The area of a circle is given by the formula A = ðr2, where r is the radius. If increasing the radius of a circle by 1 inch gives the resulting circle an area of 100ð square inches, what is the radius of the original circle?
well, if the original radius is r, we have
π(r+1)^1 = 100π
Or, just note that it's obvious that a radius of 10 gives an area of 100π, so the original radius was 9.
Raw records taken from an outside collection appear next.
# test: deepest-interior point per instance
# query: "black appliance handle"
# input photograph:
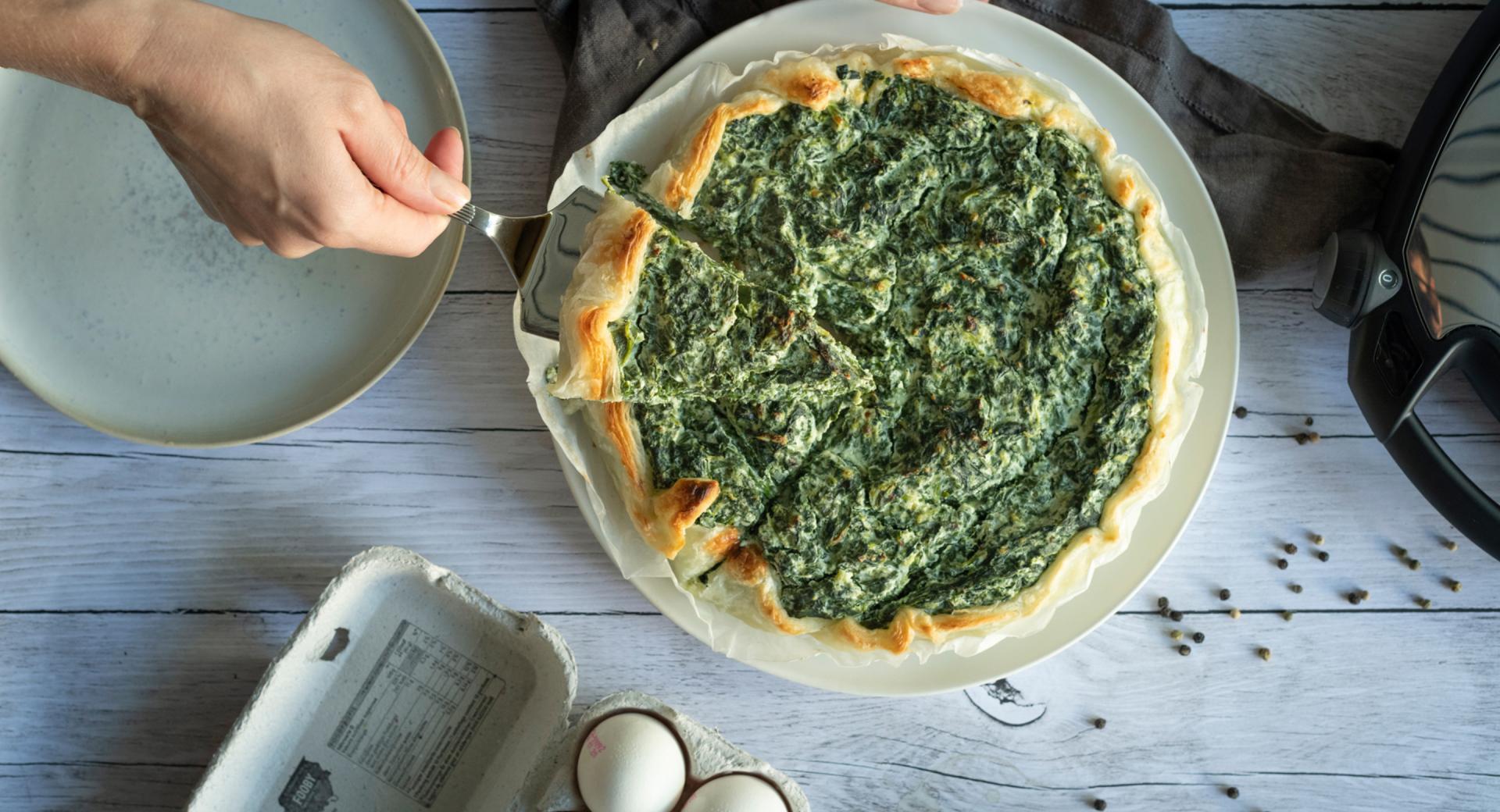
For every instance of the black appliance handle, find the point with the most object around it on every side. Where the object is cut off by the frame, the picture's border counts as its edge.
(1444, 484)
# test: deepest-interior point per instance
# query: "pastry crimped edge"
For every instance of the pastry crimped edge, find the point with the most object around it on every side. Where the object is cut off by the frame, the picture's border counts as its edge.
(746, 586)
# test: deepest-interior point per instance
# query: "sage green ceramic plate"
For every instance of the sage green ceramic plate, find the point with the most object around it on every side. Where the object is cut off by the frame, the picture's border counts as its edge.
(125, 308)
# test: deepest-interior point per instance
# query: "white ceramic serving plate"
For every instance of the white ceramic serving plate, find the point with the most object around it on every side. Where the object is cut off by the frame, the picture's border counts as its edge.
(127, 309)
(1142, 135)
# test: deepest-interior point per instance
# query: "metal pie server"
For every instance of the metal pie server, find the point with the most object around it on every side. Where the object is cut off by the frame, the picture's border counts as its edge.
(541, 252)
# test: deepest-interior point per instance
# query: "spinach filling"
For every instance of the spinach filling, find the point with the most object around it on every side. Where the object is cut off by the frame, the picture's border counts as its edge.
(996, 298)
(699, 330)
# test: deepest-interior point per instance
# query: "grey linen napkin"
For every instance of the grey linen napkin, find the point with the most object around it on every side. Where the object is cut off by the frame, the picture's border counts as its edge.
(1280, 180)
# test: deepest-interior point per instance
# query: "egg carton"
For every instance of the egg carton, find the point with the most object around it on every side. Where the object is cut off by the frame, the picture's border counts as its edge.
(405, 689)
(709, 754)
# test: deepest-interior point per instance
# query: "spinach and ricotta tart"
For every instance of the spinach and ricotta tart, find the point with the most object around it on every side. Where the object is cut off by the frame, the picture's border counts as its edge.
(926, 376)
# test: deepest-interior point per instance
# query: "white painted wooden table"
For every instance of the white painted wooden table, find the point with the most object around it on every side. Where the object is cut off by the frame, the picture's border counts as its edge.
(143, 590)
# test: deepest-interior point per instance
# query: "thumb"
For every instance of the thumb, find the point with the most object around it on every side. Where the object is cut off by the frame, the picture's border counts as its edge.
(394, 164)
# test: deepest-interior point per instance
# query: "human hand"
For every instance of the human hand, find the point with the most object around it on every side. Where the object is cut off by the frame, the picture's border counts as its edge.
(285, 143)
(930, 6)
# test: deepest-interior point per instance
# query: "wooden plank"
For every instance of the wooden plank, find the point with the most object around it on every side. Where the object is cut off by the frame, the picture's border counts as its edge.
(34, 787)
(464, 372)
(1294, 733)
(264, 528)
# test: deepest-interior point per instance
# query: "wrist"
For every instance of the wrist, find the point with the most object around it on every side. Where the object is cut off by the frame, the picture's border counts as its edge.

Well, in this case, we can use the formula A = πr² to figure out the radius of the original circle. If increasing the radius by 1 inch turns the area into 100π square inches, then we can say:
100π = π(r + 1)²
Now, let's do some math! We can start by dividing both sides of the equation by π:
100 = (r + 1)²
Next, we can take the square root of both sides:
√100 = √(r + 1)²
Which simplifies to:
10 = r + 1
Subtracting 1 from both sides gives us:
r = 9
So, the radius of the original circle is 9 inches. Ta-da!
To find the radius of the original circle, we need to solve the equation:
A = πr^2
Given that increasing the radius by 1 inch gives the resulting circle an area of 100π square inches, we have:
A + π(r+1)^2 = 100π
Expanding the equation:
A + π(r^2 + 2r + 1) = 100π
Substituting the formula for the area:
πr^2 + π(r^2 + 2r + 1) = 100π
Simplifying the equation:
2πr^2 + 2πr + π = 100π
Subtracting π from both sides:
2πr^2 + 2πr = 100π - π
Simplifying:
2πr^2 + 2πr = 99π
Dividing both sides by π:
2r^2 + 2r = 99
Rearranging the equation:
2r^2 + 2r - 99 = 0
Now we can solve this quadratic equation to find the value of r.
To solve this problem, we need to work backwards from the given information.
We know that increasing the radius by 1 inch gives the resulting circle an area of 100ð square inches. This means that the new radius (r + 1) is unknown, but the new area (A) is known. We can set up the equation as follows:
A = ð(r + 1)²
Substituting the given area of 100ð square inches:
100ð = ð(r + 1)²
Now we can simplify the equation:
100ð = ð(r² + 2r + 1)
Next, we can cancel out ð from both sides of the equation:
100 = r² + 2r + 1
Rearranging the equation:
r² + 2r + 1 - 100 = 0
Simplifying further:
r² + 2r - 99 = 0
Now we can solve this quadratic equation to find the values of r. We can either factor the equation, complete the square, or use the quadratic formula. Since factoring may not give us integer solutions, let's use the quadratic formula:
r = (-b ± √(b² - 4ac)) / (2a)
For our equation, a = 1, b = 2, and c = -99. Plugging these values into the quadratic formula:
r = (-2 ± √(2² - 4(1)(-99))) / (2(1))
Simplifying further:
r = (-2 ± √(4 + 396)) / 2
r = (-2 ± √400) / 2
Now we can calculate the values of r:
r = (-2 + 20) / 2 or r = (-2 - 20) / 2
Simplifying further:
r = 18 / 2 or r = -22 / 2
r = 9 or r = -11
Since a radius cannot be negative, the radius of the original circle is 9 inches.